Wie es für sie weitergeht ist ungewiss. Kaum, dass sie sich in der neuen Umgebung zurechtgefunden haben, kaum, dass erste Kontakte zu den Stadtteilbewohnern geknüpft wurden, sollen sie schon wieder umziehen. Die rund 300 Flüchtlinge, die derzeit noch in der Unterkunft in der Tübinger Straße 1-3 untergebracht sind, sollen in Kürze wegziehen. Wohin, das steht noch nicht fest. Klar ist nur, dass der Standort Tübinger Straße im Juni geschlossen wird, weil der Gebäudeeigentümer das Bauwerk anderweitig nutzen wird.
Die Helferkreise aus Laim und Sendling-Westpark, die sich in den vergangenen Monaten beherzt für die Schutzsuchenden aus der Tübinger Straße engagiert haben, setzen sich nun für ihr Bleiben ein. In einem offenen Brief an den Leiter des Amtes für Wohnen und Migration bittet der Helferkreis Flüchtlinge im Pfarrverband Laim mit der Unterstützung des Helferkreises Tübinger- und Hansastraße darum, dass die Nutzung des Gebäudes in der Tübinger Straße kurzzeitig verlängert werden soll. Denn in nur wenigen Wochen soll die geplante Unterkunft auf dem Areal in der Zschokkestraße beziehbar sein, voraussichtlich im August wird dann auch die Unterkunft in der Elsenheimerstraße zur Verfügung stehen. Die Flüchtlinge könnten also hierher umziehen und dürften somit in der gerade vertraut gewordenen Umgebung bleiben. „Den von uns ehrenamtlich mitbetreuten Flüchtlingen könnte dies einen möglicherweise unnötigen, anstrengenden Ortswechsel ersparen“, heißt es dazu im Brief an Rudolf Stummvoll, dem Leiter des Amtes für Wohnen und Migration.
Erste Wurzeln geschlagen
Die „Initiative gegen die Wegverlegung der Geflüchteten in Laim“ haben sowohl die Koordinatoren der Helferkreise als auch 50 weitere Bürger unterzeichnet. In ihrem Schreiben weisen die Vertreter des Helferkreises Laim darauf hin, dass die von ihnen mitbetreuten jungen Männer bereits einige Wurzeln in ihrer neuen Umgebung geschlagen haben, zum Teil Arbeit gefunden und intensive Beziehungen mit Bürgern geknüpft haben. Sie nehmen an Angeboten der Sportvereine vor Ort teil, besuchen Deutschkurse, die von Ehrenamtlichen angeboten werden und haben durch Patenschaften oder Initiativen der Helferkreise wie etwa Sprachcafé, Freizeitaktivitäten und Workshops, persönliche Kontakte zu Stadtteilbewohnern verfestigt. „Durch die drohende Wegverlegung würden – so befürchten wir – gerade die besonders motivierten unter ihnen, in ihren Integrationsbemühungen frustriert. Psychisch dürften vor allem die bereits in der Vorgeschichte existentiell erschütterten, oftmals gerade erst volljährigen Geflohenen stark irritiert sein“, heißt es in dem offenen Brief.

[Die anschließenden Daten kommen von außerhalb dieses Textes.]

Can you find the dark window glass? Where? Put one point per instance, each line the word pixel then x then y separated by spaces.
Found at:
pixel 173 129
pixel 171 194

Verlegung würde Integration zerstören
Mit viel Unterstützung aus der Bürgerschaft konnten die Bewohner der Tübinger Straße gerade Fuß fassen. Gerade erst ist auch ein Vertrauensverhältnis gewachsen, auf dem eine Integration der Neuankömmlinge erst gelingen kann. Dieses würde zerstört, wenn die Flüchtlinge nun wegverlegt würden, finden die vielen ehrenamtlichen Helfer der Helferkreise.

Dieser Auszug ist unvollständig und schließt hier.